I recently came to know that it is not government offices or police stations that have the widest prevalence of corruption. That distinction surprisingly belongs to government hospitals, the larger referral centers. And unlike corruption in other establishments, this one is deeply entrenched and not easily resolved. Here is why.
The patient is normally greeted at the registration counter itself with attendants offering a swifter route to access the doctor in return for some "speed-money". And the ordeal continues till they approach the medicine issue counter, where a "fee" is demanded for provision of medicines. In between, the patient is forced to pay bribes at every location he/she visits for a diagnostic service - laboratory, X-ray center, dressing center, injection room etc.
For the in-patient, the experience follows an even more elaborate work-flow. Apart from all the aforementioned, "user rents" are extracted from them by the sanitation workers (sweepers and cleaners), nurses, food contractor, and so on. The single biggest payout is reserved for the operation theatre attendants. Their extortionary power gets amplified by the psychological vulnerability of a patient bound for the operation table.
Here are a few features of this hospital rent-seeking network
1. There are multiple rent-seeking interfaces within a hospital. Each bribe-taker serves an independent rent-center within the hospital. It is not possible to offer a one-time bribe and then pass through the entire chain of services unrestricted.
2. The psychological vulnerability of a patient visiting a doctor makes them easy prey to the extortionary impulses of the bribe-takers. The demands are likely to be met without much resistance and there is little likelihood of anyone openly complaining. No where is this more evident than patients being taken to the operation theater. In fact, atleast some of them pay up as an insurance against life-threatening negligence during the operation.
3. Most worryingly, hospital rent-seeking is completely institutionalized. Almost every staff member is partakes of the spoils. In fact, it has become so closely enmeshed into the work culture that at least some of them rationalize it without any remorse and view it as normal. In other words, the intrinsic deterrent against this practice has severely diminished.
4. The bribe transactions are between two individuals, neither with an incentive to make it public, and take place in relative privacy. Further, the odds-stacked against the patient are so formidable that there is little chance of him complaining. Adding to the challenge is the rapid flow of these transactions within the system.

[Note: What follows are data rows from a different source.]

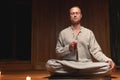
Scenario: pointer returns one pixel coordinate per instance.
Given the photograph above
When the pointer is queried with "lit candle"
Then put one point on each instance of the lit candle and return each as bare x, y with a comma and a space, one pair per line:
28, 78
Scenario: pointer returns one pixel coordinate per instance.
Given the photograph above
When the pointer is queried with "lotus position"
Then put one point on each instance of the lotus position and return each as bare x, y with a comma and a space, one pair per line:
76, 45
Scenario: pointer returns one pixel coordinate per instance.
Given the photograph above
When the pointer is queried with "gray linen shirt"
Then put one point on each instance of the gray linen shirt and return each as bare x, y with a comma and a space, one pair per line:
87, 46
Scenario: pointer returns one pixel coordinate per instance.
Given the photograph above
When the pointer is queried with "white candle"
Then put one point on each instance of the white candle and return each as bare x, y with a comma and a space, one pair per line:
28, 78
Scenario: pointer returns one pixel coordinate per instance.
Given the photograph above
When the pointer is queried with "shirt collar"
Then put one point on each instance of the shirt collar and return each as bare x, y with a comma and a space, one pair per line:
80, 28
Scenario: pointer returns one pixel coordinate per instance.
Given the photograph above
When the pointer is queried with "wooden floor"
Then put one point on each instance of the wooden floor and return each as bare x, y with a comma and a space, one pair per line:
42, 75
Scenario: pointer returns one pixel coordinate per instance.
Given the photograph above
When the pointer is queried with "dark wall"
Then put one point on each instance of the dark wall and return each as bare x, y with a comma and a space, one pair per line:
15, 33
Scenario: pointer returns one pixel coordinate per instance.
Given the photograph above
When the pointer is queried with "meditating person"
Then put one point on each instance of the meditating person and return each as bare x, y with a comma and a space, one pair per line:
76, 46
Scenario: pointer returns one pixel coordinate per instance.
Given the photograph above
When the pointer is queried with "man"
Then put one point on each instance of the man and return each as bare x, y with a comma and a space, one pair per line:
75, 47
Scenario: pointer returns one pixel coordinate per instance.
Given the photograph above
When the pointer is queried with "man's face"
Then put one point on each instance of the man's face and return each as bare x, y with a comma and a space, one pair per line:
75, 15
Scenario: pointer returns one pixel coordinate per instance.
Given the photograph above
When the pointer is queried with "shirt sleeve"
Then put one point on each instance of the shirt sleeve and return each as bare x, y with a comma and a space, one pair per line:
62, 49
95, 49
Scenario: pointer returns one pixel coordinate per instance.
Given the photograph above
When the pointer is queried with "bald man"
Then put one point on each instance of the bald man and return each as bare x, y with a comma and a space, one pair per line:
75, 47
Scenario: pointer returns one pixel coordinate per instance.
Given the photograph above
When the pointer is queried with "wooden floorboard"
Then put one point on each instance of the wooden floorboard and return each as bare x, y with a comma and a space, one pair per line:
43, 75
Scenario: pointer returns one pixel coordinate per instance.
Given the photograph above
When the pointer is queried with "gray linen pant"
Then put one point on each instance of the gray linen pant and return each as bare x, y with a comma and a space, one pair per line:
64, 67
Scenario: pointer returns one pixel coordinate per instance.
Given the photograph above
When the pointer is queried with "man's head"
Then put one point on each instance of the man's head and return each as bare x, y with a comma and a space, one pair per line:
75, 15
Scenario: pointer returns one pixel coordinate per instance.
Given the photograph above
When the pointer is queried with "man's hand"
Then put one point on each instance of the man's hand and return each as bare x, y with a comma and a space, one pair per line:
73, 46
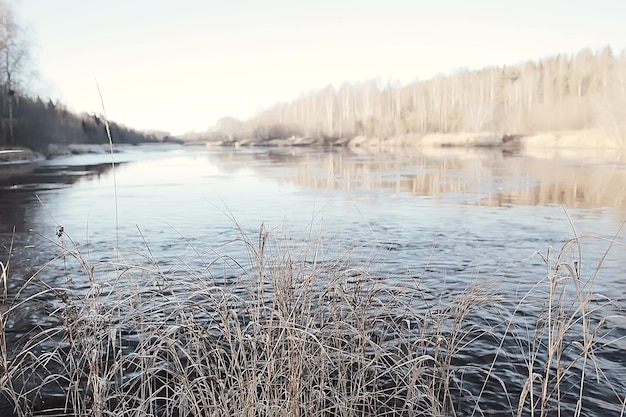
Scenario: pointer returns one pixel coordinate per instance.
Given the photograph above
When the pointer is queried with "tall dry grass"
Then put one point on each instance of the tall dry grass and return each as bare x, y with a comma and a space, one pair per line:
296, 330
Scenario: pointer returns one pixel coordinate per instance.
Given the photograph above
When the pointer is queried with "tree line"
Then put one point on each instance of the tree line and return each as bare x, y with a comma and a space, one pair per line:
562, 92
35, 123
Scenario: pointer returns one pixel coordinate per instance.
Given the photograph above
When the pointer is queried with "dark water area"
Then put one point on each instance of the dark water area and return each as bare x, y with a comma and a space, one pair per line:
441, 219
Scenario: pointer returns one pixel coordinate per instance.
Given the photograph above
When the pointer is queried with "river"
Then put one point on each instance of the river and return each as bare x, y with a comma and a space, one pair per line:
450, 218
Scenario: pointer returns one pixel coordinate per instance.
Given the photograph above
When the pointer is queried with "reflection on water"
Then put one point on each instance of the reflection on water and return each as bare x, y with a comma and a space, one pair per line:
471, 176
435, 219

5. There is an important supply-side willingness to pay dimension that makes the task of controlling hospital corruption even harder. For example, it is almost a cultural norm to gift the nurse delivering the new-born baby. Similarly, patients coming out of a successful operation reward their attendants as a token of appreciation and expression of their happiness.

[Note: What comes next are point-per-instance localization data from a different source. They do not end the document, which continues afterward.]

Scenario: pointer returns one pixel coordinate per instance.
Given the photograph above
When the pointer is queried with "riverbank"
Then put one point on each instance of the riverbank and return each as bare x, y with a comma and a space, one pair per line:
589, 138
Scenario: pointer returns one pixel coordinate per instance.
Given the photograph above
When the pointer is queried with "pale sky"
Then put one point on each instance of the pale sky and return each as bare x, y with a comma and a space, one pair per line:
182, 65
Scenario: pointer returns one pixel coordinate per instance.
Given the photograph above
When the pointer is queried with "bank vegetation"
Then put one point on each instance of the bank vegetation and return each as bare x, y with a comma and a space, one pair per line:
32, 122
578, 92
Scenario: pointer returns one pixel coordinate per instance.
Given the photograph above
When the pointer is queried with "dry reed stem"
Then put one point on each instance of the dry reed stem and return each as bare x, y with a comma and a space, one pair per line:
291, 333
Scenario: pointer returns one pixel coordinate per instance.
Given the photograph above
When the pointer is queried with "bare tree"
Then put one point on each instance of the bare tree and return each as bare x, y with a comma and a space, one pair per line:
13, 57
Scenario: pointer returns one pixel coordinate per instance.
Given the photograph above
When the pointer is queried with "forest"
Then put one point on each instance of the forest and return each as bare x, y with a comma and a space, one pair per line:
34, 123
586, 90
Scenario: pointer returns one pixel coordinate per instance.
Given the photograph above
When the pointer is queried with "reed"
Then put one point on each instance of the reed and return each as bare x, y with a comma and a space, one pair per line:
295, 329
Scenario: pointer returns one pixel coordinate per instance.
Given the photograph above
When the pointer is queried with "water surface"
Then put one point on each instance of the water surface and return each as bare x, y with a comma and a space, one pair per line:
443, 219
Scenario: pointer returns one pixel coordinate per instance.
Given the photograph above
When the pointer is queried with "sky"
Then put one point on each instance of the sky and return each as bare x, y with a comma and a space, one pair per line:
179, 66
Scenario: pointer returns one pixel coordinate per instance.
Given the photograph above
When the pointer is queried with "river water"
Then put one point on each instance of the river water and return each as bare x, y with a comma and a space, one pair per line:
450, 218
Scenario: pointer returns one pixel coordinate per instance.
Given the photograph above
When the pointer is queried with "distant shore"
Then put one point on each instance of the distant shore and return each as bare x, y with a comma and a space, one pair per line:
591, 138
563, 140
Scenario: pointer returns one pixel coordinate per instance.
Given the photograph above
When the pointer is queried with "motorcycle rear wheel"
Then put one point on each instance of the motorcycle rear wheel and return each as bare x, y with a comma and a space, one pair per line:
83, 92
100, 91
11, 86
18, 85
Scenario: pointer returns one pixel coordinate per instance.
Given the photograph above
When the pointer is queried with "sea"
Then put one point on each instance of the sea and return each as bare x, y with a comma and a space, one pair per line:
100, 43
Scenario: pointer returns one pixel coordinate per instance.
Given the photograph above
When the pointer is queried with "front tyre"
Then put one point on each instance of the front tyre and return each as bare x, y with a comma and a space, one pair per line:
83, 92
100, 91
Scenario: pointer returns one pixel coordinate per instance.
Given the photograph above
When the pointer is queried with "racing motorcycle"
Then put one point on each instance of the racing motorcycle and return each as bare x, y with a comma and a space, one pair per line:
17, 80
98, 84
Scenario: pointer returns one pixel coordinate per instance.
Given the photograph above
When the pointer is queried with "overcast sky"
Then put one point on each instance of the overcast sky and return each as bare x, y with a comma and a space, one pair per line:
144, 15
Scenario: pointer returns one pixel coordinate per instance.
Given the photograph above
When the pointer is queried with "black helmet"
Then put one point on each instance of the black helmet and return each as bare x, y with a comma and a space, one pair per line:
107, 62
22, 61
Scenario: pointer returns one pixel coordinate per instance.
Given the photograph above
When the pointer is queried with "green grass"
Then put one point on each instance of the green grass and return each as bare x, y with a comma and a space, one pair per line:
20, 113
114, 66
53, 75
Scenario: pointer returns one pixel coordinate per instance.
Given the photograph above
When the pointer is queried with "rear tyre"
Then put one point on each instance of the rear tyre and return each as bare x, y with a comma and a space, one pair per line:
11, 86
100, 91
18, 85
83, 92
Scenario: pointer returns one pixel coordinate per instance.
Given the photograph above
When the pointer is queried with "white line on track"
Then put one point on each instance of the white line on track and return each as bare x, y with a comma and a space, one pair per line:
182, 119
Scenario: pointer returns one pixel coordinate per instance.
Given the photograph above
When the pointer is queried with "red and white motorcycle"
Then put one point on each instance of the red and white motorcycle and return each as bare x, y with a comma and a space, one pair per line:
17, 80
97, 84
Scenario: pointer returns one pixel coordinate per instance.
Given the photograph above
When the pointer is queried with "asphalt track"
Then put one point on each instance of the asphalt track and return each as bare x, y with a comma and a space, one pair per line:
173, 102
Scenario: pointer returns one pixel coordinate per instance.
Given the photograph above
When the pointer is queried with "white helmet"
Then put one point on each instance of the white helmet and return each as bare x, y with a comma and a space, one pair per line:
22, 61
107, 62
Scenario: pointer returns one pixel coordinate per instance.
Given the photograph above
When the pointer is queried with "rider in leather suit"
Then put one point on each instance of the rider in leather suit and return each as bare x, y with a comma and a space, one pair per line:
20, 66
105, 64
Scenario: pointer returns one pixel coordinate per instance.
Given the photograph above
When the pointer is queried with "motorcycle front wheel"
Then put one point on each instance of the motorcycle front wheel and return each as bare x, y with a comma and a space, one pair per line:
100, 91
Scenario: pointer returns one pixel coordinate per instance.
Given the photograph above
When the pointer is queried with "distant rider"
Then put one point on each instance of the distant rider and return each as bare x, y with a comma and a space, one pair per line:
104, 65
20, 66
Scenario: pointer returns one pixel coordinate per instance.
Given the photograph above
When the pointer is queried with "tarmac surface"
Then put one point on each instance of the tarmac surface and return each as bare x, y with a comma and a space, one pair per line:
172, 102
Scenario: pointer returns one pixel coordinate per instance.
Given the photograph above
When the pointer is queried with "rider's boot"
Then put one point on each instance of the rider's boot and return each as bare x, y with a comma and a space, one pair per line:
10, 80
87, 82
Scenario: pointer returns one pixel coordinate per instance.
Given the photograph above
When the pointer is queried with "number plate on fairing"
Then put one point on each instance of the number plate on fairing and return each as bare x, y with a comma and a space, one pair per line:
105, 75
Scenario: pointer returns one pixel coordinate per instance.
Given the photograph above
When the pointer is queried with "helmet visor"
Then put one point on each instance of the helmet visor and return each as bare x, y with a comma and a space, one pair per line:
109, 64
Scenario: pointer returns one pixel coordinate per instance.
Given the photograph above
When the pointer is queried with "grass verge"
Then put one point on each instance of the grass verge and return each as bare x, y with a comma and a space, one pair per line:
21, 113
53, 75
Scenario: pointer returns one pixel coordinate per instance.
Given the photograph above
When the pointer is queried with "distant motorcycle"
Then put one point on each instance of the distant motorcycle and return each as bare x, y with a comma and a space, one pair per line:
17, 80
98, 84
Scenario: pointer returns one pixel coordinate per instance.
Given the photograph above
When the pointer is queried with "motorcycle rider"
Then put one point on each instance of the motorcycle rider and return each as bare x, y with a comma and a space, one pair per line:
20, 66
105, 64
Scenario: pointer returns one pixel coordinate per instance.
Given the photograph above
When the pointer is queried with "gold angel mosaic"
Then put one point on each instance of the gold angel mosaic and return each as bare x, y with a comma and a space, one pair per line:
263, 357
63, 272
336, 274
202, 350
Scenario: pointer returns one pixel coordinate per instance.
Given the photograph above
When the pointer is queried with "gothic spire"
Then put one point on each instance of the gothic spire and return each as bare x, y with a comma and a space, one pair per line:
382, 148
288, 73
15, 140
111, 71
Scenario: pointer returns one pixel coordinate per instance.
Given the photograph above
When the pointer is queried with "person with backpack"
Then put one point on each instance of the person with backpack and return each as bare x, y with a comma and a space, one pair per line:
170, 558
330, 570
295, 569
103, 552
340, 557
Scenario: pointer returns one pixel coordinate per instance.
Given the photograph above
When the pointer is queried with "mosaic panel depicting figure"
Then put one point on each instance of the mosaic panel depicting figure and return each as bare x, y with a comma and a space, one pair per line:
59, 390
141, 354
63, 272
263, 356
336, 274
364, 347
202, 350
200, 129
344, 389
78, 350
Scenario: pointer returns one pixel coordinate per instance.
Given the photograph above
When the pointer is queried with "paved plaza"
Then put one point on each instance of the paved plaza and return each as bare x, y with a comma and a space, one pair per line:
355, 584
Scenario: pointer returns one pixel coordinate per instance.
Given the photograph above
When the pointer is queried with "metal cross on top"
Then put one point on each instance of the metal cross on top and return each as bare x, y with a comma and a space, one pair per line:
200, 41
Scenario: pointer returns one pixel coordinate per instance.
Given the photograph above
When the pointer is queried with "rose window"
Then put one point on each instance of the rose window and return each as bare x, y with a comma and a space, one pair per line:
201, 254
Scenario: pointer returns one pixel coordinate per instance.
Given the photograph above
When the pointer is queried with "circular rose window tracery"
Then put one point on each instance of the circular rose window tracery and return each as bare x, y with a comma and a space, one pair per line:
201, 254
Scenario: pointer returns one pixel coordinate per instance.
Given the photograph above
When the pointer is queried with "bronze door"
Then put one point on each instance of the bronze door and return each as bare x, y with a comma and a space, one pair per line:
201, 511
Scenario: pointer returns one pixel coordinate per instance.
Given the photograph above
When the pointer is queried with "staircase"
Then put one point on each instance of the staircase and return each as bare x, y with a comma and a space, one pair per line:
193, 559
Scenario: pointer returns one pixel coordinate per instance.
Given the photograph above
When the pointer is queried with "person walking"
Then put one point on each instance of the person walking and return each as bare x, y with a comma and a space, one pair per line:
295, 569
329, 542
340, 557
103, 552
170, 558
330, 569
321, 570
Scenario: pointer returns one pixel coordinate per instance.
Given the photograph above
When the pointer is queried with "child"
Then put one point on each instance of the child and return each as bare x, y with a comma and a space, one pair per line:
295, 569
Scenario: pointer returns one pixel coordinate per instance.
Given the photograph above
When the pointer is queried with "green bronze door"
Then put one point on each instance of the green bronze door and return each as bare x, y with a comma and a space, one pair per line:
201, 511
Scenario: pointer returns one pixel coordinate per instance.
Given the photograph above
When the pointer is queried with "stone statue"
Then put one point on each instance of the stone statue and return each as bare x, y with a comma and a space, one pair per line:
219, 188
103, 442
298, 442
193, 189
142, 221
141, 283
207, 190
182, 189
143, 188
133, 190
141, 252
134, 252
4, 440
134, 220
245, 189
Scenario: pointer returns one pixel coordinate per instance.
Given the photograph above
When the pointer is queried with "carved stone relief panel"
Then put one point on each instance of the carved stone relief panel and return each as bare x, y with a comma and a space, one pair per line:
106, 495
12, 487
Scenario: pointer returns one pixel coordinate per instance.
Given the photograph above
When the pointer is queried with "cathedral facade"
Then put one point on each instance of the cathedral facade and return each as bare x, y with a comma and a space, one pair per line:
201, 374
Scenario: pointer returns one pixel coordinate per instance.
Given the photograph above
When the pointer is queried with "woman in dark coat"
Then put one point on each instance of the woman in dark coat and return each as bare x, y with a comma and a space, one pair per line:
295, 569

Regulatory strategies, by way of improved supervisory systems while important, are not likely to make much head-way. A near universal and deeply institutionalized phenomenon cannot be satisfactorily tackled with supervisory oversight. How can we punish everyone? When everyone breaks the law, it no longer remains a crime, atleast in the popular psyche!
The deterrent effect of punishments on individuals caught indulging in taking bribes is not likely to remain for too long. Soon the positive feed-back generating (it collectively emboldens everyone) environmental effect arising from everybody taking bribes will prevail and the deterrent fear will fade out.
In view of all the aforementioned, how do we control corrupt practices in our referral hospitals? In general, how do we control a form of corruption which has become so pervasive as to be the norm and not the exception?